Meskipun Presiden Xi Jinping telah berjanji untuk mulai mengurangi konsumsi nasional mulai 2026, beberapa perusahaan telah mengumumkan proyek baru dalam beberapa bulan terakhir untuk memanfaatkan pasokan yang murah dan berlimpah di kawasan itu. Itu dapat merusak rencana untuk mengendalikan permintaan.
Masalah historis bagi para penambang adalah lokasi Xinjiang, ribuan kilometer dari kota-kota besar di timur yang secara tradisional paling banyak mengonsumsi batu bara.
Namun, selama dekade terakhir, usaha yang haus energi seperti peleburan aluminium dan produksi polisilikon, yang digunakan dalam panel surya, telah bergeser ke arah barat untuk memanfaatkan batu bara murah dan energi terbarukan.
Sekitar 80% batu bara Xinjiang digunakan secara lokal, sedangkan sisanya diekspor ke provinsi-provinsi terdekat seperti Qinghai, Gansu, dan Ningxia, analis Citigroup termasuk Jack Shang mengatakan dalam sebuah catatan awal pekan ini.
Perkembangan baru di Xinjiang mencakup rencana yang diumumkan pada Oktober oleh China Three Gorges Renewables Group Co untuk enam generator batu bara berkapasitas 660 megawatt guna menyediakan daya cadangan bagi basis energi terbarukan yang besar di wilayah selatan.
China Energy Investment Corp juga mengatakan bulan lalu bahwa mereka bermaksud untuk menghabiskan 170 miliar yuan untuk pabrik terpadu di wilayah barat laut guna mengubah batu bara menjadi produk minyak, sumber emisi yang sangat besar.

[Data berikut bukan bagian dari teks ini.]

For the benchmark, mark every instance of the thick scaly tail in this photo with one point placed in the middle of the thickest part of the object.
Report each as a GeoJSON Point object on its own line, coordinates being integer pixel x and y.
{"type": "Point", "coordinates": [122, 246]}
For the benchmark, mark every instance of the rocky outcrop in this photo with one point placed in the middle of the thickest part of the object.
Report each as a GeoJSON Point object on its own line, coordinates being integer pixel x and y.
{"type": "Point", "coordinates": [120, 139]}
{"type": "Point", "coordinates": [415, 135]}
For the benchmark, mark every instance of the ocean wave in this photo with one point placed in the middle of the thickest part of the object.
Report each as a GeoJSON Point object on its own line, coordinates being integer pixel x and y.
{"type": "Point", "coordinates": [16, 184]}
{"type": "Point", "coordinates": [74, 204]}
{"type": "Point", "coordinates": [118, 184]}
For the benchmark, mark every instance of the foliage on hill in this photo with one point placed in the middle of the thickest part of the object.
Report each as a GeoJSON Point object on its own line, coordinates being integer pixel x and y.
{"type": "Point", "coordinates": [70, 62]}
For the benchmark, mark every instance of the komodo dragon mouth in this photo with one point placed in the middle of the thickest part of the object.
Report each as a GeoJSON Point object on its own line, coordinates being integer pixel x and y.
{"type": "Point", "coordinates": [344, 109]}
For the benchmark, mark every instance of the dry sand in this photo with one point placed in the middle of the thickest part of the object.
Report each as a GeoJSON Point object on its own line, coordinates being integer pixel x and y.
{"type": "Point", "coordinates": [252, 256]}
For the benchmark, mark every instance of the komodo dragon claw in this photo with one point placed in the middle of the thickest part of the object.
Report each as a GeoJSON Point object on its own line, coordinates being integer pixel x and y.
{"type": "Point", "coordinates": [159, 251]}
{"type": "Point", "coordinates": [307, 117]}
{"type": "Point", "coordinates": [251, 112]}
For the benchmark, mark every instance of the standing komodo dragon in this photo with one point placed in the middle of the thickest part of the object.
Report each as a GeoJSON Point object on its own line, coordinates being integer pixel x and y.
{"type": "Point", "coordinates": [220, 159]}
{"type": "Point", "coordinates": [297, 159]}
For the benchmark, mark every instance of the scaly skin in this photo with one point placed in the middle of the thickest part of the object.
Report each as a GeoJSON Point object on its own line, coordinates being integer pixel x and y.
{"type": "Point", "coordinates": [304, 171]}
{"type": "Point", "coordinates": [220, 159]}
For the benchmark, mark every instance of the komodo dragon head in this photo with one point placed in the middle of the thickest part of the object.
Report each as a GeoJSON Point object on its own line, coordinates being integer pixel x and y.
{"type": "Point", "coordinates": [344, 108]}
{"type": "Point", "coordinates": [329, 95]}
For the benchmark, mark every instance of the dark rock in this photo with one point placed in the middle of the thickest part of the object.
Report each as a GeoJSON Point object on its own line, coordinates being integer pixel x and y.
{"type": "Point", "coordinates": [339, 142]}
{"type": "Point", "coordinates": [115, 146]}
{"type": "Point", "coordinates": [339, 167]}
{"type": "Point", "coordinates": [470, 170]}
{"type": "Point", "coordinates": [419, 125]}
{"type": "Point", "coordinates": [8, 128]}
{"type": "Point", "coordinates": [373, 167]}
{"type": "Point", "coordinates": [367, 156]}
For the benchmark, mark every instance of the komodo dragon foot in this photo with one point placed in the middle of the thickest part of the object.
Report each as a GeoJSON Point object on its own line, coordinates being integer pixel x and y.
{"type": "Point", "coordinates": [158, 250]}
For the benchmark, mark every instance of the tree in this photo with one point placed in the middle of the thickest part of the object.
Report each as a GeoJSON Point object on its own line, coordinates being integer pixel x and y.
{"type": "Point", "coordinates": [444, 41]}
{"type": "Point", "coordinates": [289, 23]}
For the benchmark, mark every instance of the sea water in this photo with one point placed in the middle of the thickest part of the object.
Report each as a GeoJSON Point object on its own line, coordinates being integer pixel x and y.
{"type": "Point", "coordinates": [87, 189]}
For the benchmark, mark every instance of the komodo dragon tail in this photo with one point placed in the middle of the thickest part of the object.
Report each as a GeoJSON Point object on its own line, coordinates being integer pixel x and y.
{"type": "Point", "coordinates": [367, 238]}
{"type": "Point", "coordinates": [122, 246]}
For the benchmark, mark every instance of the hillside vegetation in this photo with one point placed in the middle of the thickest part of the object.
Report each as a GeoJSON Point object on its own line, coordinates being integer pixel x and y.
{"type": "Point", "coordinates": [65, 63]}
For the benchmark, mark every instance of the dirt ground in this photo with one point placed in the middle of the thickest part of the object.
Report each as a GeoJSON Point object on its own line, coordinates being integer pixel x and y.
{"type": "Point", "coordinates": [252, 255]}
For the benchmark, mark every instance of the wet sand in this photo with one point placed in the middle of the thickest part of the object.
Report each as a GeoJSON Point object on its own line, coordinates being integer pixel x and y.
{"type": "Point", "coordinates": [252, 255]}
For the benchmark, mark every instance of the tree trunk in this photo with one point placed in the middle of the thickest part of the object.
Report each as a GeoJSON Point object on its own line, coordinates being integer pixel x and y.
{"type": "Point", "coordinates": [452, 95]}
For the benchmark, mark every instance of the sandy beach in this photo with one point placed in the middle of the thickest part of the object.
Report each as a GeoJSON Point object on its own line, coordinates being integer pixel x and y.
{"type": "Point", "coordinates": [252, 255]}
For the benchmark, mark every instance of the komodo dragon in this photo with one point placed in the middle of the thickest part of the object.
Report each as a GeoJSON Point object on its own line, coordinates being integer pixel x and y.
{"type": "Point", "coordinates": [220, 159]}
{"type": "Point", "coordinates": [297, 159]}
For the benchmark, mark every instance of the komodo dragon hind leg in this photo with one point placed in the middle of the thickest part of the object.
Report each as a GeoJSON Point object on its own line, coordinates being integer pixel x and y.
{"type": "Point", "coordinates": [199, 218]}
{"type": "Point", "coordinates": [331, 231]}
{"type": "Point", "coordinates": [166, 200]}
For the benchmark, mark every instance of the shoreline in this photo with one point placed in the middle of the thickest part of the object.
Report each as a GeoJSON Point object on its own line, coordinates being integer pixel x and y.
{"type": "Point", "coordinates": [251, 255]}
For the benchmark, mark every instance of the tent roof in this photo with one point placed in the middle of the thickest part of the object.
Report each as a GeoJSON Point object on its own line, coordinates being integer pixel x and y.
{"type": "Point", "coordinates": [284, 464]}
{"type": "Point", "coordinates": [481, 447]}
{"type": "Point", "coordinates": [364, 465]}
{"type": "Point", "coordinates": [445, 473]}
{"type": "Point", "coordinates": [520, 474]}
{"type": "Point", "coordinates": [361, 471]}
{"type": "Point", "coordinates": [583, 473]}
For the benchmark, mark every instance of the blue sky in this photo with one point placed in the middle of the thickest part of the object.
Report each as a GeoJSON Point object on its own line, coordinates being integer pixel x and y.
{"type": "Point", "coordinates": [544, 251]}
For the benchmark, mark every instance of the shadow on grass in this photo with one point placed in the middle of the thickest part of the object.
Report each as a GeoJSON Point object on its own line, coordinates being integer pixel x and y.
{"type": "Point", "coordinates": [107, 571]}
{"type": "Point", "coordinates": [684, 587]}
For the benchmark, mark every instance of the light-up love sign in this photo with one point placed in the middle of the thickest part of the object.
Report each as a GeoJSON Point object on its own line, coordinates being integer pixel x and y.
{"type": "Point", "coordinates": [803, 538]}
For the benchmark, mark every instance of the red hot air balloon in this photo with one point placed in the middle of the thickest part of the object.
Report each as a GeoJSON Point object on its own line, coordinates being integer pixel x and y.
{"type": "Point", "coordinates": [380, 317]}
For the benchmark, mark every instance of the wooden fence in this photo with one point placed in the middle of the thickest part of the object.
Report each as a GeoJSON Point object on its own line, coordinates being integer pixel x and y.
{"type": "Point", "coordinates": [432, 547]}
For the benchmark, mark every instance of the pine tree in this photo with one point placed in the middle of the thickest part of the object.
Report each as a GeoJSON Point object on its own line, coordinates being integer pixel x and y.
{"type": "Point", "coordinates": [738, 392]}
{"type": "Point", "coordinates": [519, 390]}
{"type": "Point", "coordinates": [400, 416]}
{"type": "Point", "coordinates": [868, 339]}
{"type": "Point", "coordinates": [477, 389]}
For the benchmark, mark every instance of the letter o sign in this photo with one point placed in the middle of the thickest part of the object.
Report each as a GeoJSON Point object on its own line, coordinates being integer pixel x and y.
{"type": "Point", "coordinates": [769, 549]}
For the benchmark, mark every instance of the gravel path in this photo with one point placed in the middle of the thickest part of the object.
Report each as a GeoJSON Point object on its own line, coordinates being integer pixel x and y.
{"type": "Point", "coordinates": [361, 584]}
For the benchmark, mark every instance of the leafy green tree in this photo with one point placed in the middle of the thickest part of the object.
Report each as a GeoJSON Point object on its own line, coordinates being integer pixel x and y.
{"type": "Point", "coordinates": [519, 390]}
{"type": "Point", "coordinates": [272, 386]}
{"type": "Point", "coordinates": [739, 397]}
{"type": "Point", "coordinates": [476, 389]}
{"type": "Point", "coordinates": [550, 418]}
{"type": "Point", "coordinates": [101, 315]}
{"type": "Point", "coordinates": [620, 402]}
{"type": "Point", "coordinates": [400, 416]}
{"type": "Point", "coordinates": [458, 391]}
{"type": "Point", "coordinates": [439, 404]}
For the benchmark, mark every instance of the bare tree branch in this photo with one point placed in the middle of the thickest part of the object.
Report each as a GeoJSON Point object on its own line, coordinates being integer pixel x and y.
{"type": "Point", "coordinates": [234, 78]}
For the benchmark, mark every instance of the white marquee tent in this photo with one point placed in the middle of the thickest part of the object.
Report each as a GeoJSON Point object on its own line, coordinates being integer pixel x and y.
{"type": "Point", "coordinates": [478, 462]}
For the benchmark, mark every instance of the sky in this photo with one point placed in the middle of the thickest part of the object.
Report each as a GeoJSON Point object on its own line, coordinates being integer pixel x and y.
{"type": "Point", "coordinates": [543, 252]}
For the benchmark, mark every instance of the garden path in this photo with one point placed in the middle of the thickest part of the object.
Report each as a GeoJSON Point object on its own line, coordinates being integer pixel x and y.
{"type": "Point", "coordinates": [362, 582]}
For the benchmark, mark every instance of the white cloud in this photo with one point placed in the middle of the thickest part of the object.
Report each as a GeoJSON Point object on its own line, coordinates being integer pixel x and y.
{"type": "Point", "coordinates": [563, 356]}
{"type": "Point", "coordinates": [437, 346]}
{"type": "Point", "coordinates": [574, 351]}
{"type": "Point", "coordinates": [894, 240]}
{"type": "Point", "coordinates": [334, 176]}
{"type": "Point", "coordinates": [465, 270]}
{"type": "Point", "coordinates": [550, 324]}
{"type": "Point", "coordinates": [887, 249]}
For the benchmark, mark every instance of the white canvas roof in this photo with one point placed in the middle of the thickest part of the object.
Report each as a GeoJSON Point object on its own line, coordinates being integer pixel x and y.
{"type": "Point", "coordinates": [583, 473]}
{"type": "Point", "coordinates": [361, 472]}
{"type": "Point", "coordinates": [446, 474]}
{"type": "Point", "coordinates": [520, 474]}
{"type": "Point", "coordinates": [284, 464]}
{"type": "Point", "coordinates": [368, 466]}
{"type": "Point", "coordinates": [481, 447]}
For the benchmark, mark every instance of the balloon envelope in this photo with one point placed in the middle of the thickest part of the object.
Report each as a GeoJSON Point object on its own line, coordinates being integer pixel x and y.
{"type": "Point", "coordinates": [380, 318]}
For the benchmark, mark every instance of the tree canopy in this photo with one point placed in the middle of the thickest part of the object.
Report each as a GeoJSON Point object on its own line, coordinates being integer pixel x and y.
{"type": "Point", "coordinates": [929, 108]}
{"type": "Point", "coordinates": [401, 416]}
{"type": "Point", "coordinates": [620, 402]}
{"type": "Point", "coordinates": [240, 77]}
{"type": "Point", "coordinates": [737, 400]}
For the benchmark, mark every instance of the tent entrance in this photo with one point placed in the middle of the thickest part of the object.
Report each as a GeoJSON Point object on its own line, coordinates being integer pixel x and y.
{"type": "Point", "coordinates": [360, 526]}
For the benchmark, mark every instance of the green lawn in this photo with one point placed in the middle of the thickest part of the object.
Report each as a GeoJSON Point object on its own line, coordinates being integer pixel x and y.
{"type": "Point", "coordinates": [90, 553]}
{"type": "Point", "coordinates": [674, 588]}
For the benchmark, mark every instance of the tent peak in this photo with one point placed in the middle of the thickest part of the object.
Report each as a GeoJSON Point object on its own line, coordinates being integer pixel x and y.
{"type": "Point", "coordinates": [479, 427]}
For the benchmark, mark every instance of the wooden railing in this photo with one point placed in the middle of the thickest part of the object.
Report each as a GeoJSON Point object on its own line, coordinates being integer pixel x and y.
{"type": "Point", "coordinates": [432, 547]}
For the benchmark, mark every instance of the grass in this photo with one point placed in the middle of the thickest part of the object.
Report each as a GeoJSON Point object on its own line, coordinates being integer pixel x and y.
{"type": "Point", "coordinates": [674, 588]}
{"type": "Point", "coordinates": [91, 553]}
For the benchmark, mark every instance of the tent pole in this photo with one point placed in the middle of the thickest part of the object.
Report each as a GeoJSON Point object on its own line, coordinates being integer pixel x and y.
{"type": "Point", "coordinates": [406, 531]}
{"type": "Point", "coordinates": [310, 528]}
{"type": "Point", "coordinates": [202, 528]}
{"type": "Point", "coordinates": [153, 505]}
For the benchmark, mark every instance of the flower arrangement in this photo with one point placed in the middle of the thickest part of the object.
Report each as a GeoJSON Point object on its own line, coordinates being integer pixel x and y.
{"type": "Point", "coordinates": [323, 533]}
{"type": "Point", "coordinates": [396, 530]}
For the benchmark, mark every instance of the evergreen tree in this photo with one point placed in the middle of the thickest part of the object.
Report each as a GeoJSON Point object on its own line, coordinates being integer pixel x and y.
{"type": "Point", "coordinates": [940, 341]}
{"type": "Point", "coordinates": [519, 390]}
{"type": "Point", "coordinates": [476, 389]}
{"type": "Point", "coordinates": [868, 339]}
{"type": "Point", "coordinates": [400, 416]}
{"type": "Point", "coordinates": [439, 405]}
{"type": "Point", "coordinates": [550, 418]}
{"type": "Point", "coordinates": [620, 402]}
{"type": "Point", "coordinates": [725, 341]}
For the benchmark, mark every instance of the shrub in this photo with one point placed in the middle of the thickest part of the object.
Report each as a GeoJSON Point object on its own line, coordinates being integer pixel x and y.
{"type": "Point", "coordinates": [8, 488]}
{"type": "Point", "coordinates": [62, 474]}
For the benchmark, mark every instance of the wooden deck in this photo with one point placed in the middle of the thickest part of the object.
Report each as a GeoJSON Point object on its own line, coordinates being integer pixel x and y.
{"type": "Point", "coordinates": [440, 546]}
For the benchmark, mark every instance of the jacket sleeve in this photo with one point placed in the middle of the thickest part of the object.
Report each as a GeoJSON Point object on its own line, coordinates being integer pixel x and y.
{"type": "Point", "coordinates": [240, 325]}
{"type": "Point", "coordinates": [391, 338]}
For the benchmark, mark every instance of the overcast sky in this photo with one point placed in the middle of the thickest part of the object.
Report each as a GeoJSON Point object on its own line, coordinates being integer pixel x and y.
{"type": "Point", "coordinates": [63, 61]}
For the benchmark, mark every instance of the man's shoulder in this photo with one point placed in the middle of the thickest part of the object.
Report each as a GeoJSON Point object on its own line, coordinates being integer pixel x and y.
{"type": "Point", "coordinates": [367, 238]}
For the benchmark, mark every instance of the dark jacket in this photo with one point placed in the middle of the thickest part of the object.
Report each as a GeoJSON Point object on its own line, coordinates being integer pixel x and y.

China sejauh ini merupakan produsen dan konsumen batu bara terbesar di dunia, dan pusat pertambangan utama lainnya meliputi Shanxi dan Mongolia Dalam, yang masing-masing menyumbang lebih dari 1 miliar ton per tahun, dan Shaanxi, tempat produksi meningkat hingga lebih dari 700 juta ton.